I really hope someone might be able to give some sigguestion/opinion on this, as to me, it makes no logical sense why this fails...could be because of mdps, not really sure. Anyway, to make long story short, customer is replacing their existing 4 15000 fws with new 4 9700 devices (2 separate clusters). We did migrate export from existing mgmt, imported to new one, connected both new clusters, built basic policy after setting up mdps, with ONLY 2 interfaces active (mgmt and sync).

But, here is the problem. Though policy is fine, when installed, only fw1 sdhows as active and fw is down (same on both clusters). We just assigned 169.254.x.x IPs as sync, since customer wanted to give it IP from same mgmt subnet, but that cannot work.

Oddly enough, pings to sync IP work from both members, but fw2 always shows as down...we tried cphastop; start, cprestart, reboot,. disable/re-enable cluster, no dice.

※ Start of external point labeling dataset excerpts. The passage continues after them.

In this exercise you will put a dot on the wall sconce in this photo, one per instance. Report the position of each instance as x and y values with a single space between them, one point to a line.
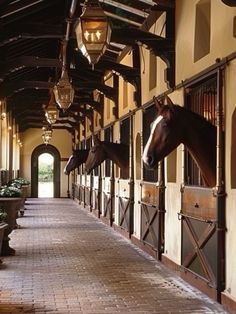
51 111
47 134
3 115
63 91
93 31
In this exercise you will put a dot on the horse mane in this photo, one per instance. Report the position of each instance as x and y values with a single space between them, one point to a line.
177 109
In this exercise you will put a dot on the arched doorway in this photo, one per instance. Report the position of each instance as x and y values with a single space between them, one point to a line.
41 149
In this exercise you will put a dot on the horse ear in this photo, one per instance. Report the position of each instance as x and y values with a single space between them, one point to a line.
96 140
168 100
157 103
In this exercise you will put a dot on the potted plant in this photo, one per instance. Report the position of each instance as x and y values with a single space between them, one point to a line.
22 184
10 202
3 226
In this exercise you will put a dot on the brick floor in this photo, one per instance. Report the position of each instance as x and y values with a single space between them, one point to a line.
67 261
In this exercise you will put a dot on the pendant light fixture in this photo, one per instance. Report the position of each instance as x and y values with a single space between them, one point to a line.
51 111
93 31
63 90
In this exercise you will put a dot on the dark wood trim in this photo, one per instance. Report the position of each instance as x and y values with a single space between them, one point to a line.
228 303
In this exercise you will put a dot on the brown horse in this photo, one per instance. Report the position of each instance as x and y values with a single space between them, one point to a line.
175 125
118 153
78 157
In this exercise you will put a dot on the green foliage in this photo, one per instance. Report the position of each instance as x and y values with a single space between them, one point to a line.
3 215
10 191
18 182
45 173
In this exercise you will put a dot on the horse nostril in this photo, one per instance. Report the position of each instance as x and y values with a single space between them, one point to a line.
148 160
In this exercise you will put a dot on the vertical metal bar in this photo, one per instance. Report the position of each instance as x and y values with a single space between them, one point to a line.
68 186
220 190
112 185
131 180
161 208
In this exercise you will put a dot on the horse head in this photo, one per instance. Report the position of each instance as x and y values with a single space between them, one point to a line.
78 157
164 136
96 155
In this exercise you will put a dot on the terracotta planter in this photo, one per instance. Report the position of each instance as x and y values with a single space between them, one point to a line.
25 189
3 226
11 205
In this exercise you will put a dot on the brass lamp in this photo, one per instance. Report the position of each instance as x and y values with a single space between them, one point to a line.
51 111
63 91
93 31
47 134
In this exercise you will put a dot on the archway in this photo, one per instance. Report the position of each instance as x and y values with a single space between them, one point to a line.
41 149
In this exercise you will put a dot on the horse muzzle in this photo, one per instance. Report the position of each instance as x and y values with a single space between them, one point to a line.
149 161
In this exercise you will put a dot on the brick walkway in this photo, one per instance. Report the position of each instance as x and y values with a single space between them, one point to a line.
67 261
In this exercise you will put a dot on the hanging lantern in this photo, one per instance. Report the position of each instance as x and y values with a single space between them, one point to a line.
63 91
93 31
51 111
47 134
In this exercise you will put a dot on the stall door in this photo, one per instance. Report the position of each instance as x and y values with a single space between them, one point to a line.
200 240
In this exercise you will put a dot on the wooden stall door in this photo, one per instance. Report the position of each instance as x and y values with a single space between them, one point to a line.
152 198
200 245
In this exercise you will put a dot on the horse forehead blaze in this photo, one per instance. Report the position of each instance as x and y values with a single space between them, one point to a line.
155 123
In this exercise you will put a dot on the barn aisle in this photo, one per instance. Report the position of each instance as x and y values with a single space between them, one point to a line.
67 261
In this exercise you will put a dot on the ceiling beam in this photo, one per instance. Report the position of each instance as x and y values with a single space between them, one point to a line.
27 61
31 31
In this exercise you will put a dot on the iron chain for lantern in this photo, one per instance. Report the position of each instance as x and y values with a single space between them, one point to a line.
51 111
93 31
47 134
63 91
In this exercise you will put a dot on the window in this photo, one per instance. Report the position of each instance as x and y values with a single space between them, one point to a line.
152 71
202 29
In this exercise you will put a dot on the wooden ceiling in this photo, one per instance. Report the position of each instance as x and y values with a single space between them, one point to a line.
31 35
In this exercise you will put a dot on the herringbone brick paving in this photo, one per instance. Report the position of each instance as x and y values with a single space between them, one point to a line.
67 261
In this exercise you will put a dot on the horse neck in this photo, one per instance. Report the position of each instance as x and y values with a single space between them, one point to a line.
84 155
200 139
118 153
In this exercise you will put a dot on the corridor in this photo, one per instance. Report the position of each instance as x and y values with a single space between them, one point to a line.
67 261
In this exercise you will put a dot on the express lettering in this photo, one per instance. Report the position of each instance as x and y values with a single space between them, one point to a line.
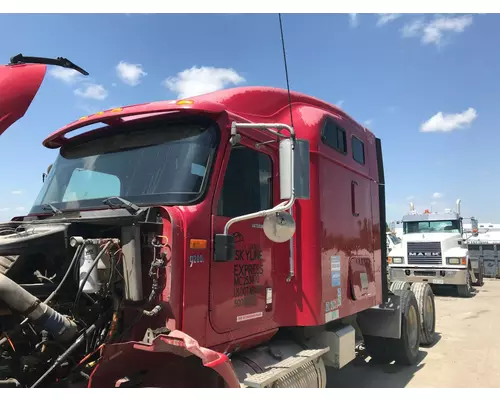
252 253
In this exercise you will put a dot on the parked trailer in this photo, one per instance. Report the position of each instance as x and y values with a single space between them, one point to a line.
484 253
200 243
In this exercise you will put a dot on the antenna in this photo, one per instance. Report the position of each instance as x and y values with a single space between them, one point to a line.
286 69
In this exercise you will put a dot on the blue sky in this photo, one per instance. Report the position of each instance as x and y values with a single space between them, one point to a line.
426 84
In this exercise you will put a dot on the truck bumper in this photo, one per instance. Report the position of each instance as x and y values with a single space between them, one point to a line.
435 276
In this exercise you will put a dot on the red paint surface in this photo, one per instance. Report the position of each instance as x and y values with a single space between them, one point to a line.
18 86
200 297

Worked with TAC, they kept telling us its layer 2 iussue, but I cant really understand how that can be the problem. Client even verified everything on of their Fortigates as well, all is allowed and even he was surprised they were "forcing" layer 2 argument.

Thoughts?

Thanks as always!

Best,
Andy

the_rock · ‎2026-01-20

Hey guys,

We got all this working by updating clusters to R82.10. Not sure how that worked, as R82.10 release notes dont mention anything about mdps, but either way, Im so happy it was fine, and customer was very relieved. Web UI is fine, as well as cluster state.

Tx for everyone's help!!

Best,
Andy

View solution in original post

Vincent_Bacher · ‎2026-01-15

sorry for n00b like questions:

Both show themselves as active and mate as down?
Ping works and arp entry of mate present?
No drops in fw ctl zdebug + drop seen?

and now to something completely different - CCVS, CCAS, CCTE, CCCS, CCSM elite

the_rock · ‎2026-01-15

Those are valid questions, Vince. So, fw2 member ALWAYS shows as down, just fw1 as active and if you try failover, same thing. Ping works and arp is fine and yes, no zdebug drops seen.

Oddly enough, even policy itself allows all communication between clusters, as well as access from internal networks. Its 3 rules in network layer and 2 in urlf layer, thats it.

Best,
Andy

Vincent_Bacher · ‎2026-01-15

Maybe some cluster kernel debugs shows something interesting?

https://sc1.checkpoint.com/documents/R81/WebAdminGuides/EN/CP_R81_NextGenSecurityGateway_Guide/Topic...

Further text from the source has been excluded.